Glenn E. Chatfield said...

Excellent! I have long said reading is the most important skill for the same reason you stated - being able to read will allow one to learn everything else. But I've always considered history to be super important for the simple reason that if we don't learn from history we will just repeat the same mistakes over and over again.

Liberals apparently hate history; they never learn from it.

Stan said...

Suffering over history homework, my daughter bemoaned, "Why do we have to take history?" I sagely warned her, "Those who don't learn from history are doomed to repeat it." To which she finally agreed: "Yeah, you're probably right. If I don't pass this class, I'll just have to take it again." Sigh.

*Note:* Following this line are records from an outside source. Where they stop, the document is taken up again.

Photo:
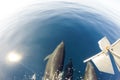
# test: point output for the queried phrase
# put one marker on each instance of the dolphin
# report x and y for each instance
(68, 72)
(55, 63)
(90, 72)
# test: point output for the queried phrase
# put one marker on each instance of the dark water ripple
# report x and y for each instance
(36, 31)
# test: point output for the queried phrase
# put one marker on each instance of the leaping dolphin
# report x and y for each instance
(55, 63)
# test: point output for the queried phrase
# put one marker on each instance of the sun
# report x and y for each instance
(14, 57)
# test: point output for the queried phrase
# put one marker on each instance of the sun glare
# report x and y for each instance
(14, 57)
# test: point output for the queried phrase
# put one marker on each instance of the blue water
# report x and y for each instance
(37, 32)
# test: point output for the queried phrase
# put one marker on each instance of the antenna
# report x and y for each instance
(102, 59)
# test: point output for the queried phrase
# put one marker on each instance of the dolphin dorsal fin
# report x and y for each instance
(47, 57)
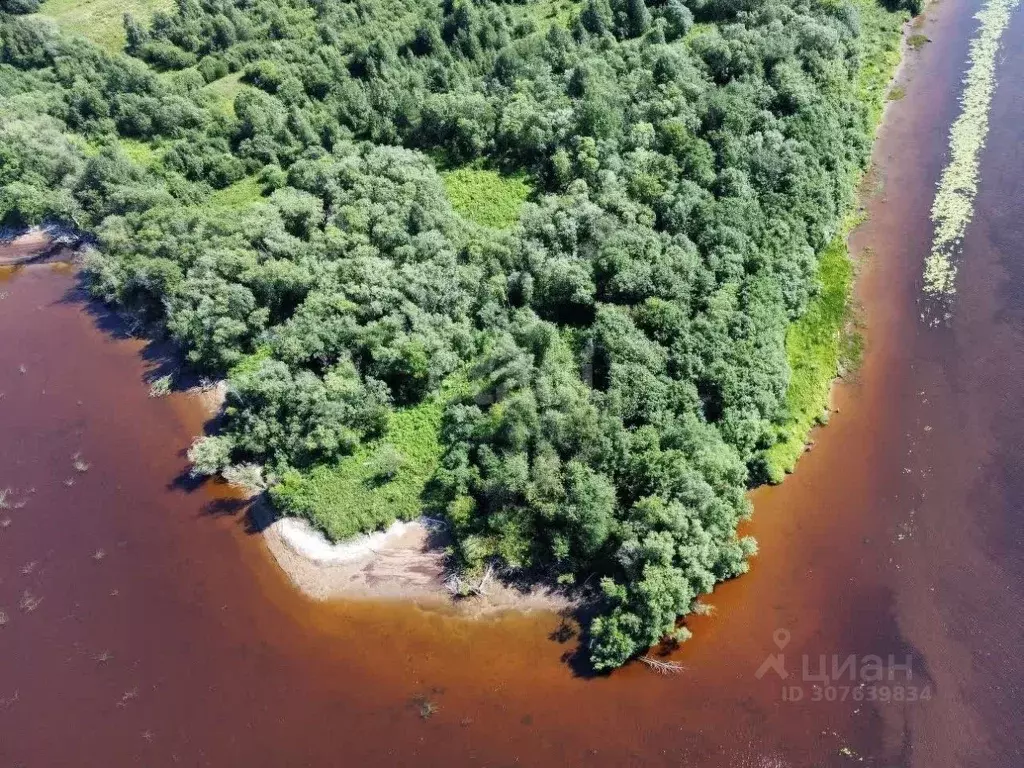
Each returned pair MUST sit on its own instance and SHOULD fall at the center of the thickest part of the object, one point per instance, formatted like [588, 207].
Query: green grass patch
[100, 20]
[546, 13]
[239, 195]
[813, 346]
[224, 91]
[916, 42]
[486, 198]
[818, 342]
[382, 481]
[140, 153]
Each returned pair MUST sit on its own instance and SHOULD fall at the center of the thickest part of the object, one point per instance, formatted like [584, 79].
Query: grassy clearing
[813, 346]
[817, 343]
[100, 20]
[546, 13]
[486, 198]
[239, 195]
[224, 91]
[382, 481]
[140, 153]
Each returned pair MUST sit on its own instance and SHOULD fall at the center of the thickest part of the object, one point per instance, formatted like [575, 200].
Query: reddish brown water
[145, 626]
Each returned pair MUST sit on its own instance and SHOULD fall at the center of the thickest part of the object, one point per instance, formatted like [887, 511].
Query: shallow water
[145, 625]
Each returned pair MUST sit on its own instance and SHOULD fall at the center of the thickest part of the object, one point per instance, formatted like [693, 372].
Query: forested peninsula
[569, 275]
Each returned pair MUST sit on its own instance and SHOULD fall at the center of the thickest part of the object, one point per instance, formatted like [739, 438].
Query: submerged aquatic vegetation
[953, 206]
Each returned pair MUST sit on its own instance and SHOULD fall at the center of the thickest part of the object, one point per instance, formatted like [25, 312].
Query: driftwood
[460, 587]
[663, 668]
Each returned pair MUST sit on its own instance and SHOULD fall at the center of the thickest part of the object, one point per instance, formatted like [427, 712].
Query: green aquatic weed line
[953, 206]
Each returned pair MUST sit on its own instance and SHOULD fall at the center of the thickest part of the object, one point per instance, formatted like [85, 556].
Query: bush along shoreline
[562, 280]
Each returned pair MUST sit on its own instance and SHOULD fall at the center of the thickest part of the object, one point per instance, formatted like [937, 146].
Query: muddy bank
[38, 245]
[404, 562]
[148, 624]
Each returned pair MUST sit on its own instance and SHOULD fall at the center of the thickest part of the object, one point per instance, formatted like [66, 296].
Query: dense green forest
[568, 275]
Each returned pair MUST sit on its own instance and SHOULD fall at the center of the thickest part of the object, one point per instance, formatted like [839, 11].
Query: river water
[144, 624]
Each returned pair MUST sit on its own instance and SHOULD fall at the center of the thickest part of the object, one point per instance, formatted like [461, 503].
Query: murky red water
[145, 626]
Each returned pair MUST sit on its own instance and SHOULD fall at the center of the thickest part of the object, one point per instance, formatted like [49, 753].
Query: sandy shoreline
[406, 562]
[47, 243]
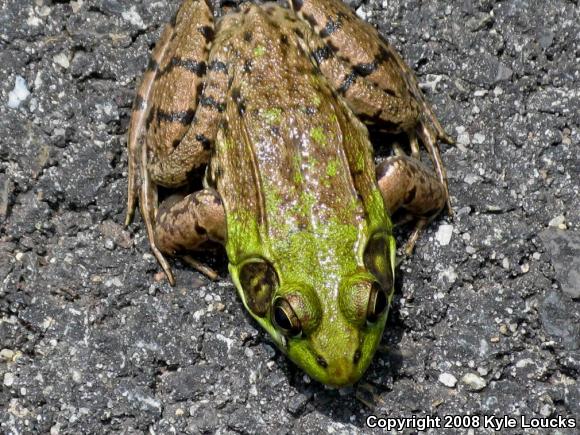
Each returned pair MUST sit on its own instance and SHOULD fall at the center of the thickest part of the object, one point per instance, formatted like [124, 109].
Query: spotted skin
[411, 190]
[181, 108]
[373, 78]
[268, 103]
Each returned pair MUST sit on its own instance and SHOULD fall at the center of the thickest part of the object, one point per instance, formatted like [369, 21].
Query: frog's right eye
[377, 260]
[378, 302]
[285, 318]
[259, 281]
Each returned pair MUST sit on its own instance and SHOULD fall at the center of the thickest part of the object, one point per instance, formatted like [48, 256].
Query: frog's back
[290, 156]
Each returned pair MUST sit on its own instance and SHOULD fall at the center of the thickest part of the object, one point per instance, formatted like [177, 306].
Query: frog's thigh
[176, 90]
[406, 184]
[358, 65]
[195, 147]
[186, 222]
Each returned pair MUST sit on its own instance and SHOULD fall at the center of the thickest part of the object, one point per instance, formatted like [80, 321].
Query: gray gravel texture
[93, 338]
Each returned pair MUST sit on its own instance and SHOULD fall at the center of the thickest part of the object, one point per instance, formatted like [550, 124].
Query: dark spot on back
[183, 117]
[218, 66]
[173, 21]
[207, 32]
[330, 27]
[365, 69]
[191, 65]
[139, 103]
[347, 82]
[322, 53]
[410, 195]
[199, 88]
[382, 55]
[247, 65]
[239, 100]
[297, 4]
[212, 103]
[199, 229]
[332, 46]
[204, 141]
[321, 362]
[310, 18]
[152, 65]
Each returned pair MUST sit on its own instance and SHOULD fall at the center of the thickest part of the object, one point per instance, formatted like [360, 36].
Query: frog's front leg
[184, 223]
[409, 187]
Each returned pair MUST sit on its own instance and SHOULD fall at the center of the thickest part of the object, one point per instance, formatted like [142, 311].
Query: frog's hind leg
[184, 223]
[140, 112]
[164, 107]
[174, 152]
[410, 189]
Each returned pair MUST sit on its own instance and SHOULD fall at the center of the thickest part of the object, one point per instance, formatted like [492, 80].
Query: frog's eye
[378, 302]
[377, 259]
[259, 282]
[285, 318]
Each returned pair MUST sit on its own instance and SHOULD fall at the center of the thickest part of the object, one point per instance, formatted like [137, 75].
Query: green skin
[305, 213]
[339, 333]
[292, 191]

History is indeed vital. So ... in what class do we teach "thinking"?

Danny Wright said...

Glenn, I don't know if I would say liberals hate history. I guess it depends on whose history. There is actual history, and then there is the warped history in which the revisionist at best focuses on the warts of its enemy while ignoring the beauty, or worse makes it up. But it is not the history they hate, history is simply a tool used by someone with an agenda to indoctrinate others into their way of thinking.

Stan, thinking? Thinking is no longer required. Someone else will be doing that for us from now on.

Susan said...

I have always felt that reading was #1 because of the reason you stated: if you can read and are taught to love reading you not only can learn any subject, but you will be far more interested in a broad range of things, which would and could include history. We must remember that the first attack made against our schools was removing God. When that was done the others followed suit and "thinking" is surely not taught. "As it was in the beginning......"

Glenn E. Chatfield said...

Liberals hate history because if they were forced to learn it they would see their own policy and ideology failures. They only like history when they can revise it to suit their agenda.

Danny Wright said...

Susan

I would categorize the removal of God from our schools as more of a result than an attack, although it certainly was an attack, it just didn't have the look of an attack because of the absence of resistance. It was much too easily won... which is telling.

There was also the Dayton Monkey Trial, just an example of one of the bricks that were laid in the wall. That was an attack that met fierce resistance. at first it perhaps looked like a loss for the ACLU, but as it turned out it was actually a huge win. It was the children in those classes of 1925 that would become the judges who, by fiat, would revise the constitution by a de facto insertion of the words "Separation of Church and State"; words, which in their original context were meant to assure protection of the church from the state and not the other way around. The rest of the children, as if they had become subjects, simply said "look at what they're doing" as if they had no recourse... generally speaking of course. The church had agreed through it tax attempt status, to remain silent on the issue... again generally speaking. But they did, have a recourse but were either, in sufficient numbers, ignorant of their options, or unwilling to exercise them.

One of the root problems I discern is that American Christianity, in general, misunderstands the word love. In the 60's the preponderance of Christianity did not see fit to love their off-spring enough to fight the judicial decision at the ballot box while it was yet a tender reed. That decision is now a tall oak and the vast majority, with little exception, have been indoctrinated by those who themselves were indoctrinated by yet more who were indoctrinated into a godless worldview in which the state has usurped God as master, as a result of that decision. We are now just beginning to reap the whirlwind from that loveless, albeit ignorant, negligence.

Susan said...

Sadly, Dad, Mickey & I were ones who "sat idle" as prayer was taken out of the schools. We were passive and thought "that will never happen". It did. Thanks for the info about the prior moves, see I was not even away of those, having not been taught and being too lazy to seek it out myself.